Questa settimana le antenne radio delle stazioni di terra dell’Agenzia Spaziale Europea (ESA), situate a New Norcia (Australia) e a Malargue (Argentina), hanno registrato nuovi segnali inviati dalla sonda internazionale Cassini, nel suo tour finale su Saturno.

La longeva missione Cassini-Huygens, partita nel 1997, frutto di una collaborazione ASI/ESA/NASA, è una delle imprese di esplorazione di maggior successo.

Dal 2004 la navicella sta studiando Titano e il sistema di Saturno, restituendo a Terra una grande quantità di immagini del massiccio pianeta e del suo indimenticabile sistema di anelli.

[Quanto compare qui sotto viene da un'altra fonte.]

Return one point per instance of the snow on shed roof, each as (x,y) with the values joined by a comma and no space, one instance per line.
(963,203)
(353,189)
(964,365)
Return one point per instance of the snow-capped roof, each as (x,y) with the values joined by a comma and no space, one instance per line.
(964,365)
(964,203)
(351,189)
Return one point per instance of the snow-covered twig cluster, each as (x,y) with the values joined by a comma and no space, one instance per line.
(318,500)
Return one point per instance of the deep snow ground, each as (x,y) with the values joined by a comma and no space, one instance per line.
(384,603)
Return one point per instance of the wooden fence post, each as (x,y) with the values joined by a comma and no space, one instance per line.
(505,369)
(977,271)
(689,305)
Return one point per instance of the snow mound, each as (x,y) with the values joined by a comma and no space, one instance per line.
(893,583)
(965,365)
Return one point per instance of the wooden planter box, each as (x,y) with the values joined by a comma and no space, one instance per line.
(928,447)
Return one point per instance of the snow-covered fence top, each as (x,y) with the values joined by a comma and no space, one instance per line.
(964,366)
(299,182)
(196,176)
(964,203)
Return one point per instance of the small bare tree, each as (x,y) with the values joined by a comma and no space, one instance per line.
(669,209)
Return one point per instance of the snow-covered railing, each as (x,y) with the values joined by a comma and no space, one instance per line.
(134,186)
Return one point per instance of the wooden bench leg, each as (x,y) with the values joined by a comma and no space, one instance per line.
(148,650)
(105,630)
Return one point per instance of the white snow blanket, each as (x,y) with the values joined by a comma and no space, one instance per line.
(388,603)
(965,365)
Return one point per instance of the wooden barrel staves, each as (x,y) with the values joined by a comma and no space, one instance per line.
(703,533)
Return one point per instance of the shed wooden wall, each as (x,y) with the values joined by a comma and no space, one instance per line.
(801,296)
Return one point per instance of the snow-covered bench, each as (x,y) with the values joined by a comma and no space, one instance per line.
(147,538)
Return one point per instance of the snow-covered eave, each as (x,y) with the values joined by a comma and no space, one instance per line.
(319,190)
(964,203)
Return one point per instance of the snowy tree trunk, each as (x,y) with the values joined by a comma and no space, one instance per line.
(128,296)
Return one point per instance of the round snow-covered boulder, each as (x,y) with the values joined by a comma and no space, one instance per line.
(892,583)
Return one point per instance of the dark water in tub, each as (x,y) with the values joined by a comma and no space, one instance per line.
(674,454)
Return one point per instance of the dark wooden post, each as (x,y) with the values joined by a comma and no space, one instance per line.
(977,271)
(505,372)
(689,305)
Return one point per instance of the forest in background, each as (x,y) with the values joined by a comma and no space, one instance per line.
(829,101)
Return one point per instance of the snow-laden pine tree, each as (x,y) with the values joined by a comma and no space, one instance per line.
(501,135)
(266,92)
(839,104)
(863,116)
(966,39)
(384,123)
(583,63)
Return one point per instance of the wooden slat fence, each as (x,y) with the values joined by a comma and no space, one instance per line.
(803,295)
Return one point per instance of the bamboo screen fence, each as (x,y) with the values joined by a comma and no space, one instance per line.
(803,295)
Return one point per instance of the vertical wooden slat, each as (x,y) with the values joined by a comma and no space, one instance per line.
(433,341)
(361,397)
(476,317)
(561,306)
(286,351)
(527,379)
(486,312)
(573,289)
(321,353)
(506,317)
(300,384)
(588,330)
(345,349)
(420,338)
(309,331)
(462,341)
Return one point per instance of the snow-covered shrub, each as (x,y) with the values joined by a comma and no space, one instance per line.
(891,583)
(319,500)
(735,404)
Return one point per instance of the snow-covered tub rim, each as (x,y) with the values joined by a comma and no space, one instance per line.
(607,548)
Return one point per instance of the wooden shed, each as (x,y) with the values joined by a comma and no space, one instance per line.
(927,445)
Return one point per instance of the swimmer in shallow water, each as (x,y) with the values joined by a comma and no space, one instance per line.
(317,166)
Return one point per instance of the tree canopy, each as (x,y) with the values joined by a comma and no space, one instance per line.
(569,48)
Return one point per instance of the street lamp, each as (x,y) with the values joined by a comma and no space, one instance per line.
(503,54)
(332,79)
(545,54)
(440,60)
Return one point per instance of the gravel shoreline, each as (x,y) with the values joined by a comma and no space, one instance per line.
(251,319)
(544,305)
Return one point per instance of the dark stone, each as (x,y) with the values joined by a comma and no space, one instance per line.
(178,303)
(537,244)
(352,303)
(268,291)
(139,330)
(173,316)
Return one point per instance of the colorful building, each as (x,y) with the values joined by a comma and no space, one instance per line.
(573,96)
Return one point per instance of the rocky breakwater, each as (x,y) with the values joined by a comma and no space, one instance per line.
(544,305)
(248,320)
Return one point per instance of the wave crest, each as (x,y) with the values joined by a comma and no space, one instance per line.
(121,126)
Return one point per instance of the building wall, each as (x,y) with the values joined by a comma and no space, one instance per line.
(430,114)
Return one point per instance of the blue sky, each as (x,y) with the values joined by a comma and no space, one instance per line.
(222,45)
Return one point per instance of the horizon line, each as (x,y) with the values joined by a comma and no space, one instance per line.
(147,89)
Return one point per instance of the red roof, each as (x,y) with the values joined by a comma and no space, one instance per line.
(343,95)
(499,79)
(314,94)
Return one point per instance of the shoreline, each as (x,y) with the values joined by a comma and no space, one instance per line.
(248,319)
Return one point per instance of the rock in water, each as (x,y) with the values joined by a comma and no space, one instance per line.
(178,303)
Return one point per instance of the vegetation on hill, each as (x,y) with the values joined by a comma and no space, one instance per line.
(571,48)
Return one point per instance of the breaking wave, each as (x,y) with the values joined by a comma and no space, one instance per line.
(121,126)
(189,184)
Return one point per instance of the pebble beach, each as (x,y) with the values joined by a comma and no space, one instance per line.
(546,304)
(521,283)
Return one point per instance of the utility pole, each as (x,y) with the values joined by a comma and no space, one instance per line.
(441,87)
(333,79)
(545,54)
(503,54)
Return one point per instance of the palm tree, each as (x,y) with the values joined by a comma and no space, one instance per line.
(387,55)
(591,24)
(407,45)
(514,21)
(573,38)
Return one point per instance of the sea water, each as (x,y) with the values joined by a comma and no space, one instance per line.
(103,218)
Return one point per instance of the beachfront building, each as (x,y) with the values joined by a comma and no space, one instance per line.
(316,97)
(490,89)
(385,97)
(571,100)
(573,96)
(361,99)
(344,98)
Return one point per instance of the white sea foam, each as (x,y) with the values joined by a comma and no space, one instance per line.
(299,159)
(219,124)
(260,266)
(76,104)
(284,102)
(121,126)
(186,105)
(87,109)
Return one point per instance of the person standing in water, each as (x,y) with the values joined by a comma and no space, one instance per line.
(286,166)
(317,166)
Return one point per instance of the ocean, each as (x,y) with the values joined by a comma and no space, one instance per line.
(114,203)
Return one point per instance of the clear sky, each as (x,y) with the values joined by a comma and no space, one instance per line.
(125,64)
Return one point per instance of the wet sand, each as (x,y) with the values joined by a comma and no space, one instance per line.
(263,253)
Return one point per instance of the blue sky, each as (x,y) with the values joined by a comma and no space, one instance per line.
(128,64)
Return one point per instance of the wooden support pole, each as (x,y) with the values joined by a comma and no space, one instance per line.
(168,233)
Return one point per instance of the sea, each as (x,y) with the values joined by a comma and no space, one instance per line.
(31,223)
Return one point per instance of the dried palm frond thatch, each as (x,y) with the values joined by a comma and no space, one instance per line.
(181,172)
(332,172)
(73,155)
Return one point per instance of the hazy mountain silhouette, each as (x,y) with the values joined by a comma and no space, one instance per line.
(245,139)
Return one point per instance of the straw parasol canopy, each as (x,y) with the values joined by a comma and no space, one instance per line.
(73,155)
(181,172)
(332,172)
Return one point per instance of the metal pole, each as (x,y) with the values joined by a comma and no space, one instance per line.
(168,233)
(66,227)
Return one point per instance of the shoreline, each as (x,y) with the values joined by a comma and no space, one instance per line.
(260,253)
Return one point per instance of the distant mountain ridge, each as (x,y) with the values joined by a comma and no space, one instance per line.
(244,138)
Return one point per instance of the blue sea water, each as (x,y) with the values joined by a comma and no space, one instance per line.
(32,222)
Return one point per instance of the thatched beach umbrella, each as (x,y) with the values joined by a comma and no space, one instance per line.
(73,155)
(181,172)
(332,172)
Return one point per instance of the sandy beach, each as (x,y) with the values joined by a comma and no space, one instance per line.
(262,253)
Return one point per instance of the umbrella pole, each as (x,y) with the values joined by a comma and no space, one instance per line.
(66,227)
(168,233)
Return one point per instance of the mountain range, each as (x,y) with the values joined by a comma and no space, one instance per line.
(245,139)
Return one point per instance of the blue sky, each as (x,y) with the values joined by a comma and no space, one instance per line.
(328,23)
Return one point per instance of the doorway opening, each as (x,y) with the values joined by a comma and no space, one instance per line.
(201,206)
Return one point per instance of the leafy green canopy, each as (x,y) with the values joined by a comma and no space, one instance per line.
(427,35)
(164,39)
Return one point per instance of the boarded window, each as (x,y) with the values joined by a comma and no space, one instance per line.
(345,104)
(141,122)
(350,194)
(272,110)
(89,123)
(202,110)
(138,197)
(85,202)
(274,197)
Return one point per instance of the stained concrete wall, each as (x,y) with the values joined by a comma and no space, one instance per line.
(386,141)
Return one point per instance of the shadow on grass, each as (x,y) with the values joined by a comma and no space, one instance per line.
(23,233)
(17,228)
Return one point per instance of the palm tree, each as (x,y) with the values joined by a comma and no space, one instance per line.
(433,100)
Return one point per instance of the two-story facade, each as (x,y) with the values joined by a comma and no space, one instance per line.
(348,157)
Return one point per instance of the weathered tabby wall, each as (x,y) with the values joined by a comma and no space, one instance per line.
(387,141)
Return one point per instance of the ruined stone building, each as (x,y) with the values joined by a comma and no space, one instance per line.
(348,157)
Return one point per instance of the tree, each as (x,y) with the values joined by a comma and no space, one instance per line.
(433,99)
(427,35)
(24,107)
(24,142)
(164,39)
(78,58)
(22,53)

Superata brillantemente la ‘maggiore età’, la sonda sarà operativa fino al 15 settembre 2017, giorno del ‘Gran Finale’ in cui avrà luogo il tuffo conclusivo nell’atmosfera del pianeta.

Lo scorso mese Cassini ha effettuato 20 sorvoli sopra il Polo Nord del pianeta per poi scendere più in basso verso l’anello F, situato al di fuori degli anelli più grandi e ad aprile compirà una serie finale di 22 immersioni tra il pianeta e la parte interna degli anelli.

Le stazioni di terra dell’ESA, a partire dallo scorso dicembre, hanno iniziato a lavorare con il Deep Space Network della NASA per registrare i segnali radio trasmessi da Cassini ad una distanza di 1,6 miliardi di km, aiutando gli scienziati a studiare l’atmosfera di Saturno e i suoi anelli enigmatici.

Sino a luglio 2017 verranno registrati i segnali radio che attraverseranno o ‘rimbalzeranno’ nell’atmosfera e negli anelli di Saturno. Le variazioni nella forza e nella frequenza dei segnali contengono preziose informazioni sulla composizione, lo stato e la struttura del pianeta.

Le prime tre registrazioni che hanno coinvolto l’ESA sono state condotte nel mese di dicembre, seguite da altre due, rispettivamente il 3 e il 10 gennaio. In programma sono previsti più di venti collegamenti.

Alcune registrazioni del contatto di Cassini con la Terra dureranno più di 10 ore, richiedendo passaggi tecnicamente complessi nella ricezione del segnale tra le stazioni ESA e NASA.

“Per i primi mesi del 2017, registreremo i segnali che Cassini invierà durante il transito nel sistema di anelli o nell’atmosfera” afferma Daniel Firre, Service Manager presso il centro di controllo della missione ESA, a Darmstadt, Germania. “Dopo aprile, l’orbita di Cassini si abbasserà e inizieremo a registrare i primi segnali da utilizzare per l’analisi della gravità”.

“Le stazioni dell’ESA stanno fornendo dati scientifici molto importanti, evidenziando come la cooperazione tra le agenzie può permettere lo svolgimento di missioni planetarie preziose” osserva Aseel Anabtawi, del team scientifico che analizza il segnale radio al Jet Propulsion Laboratory della NASA.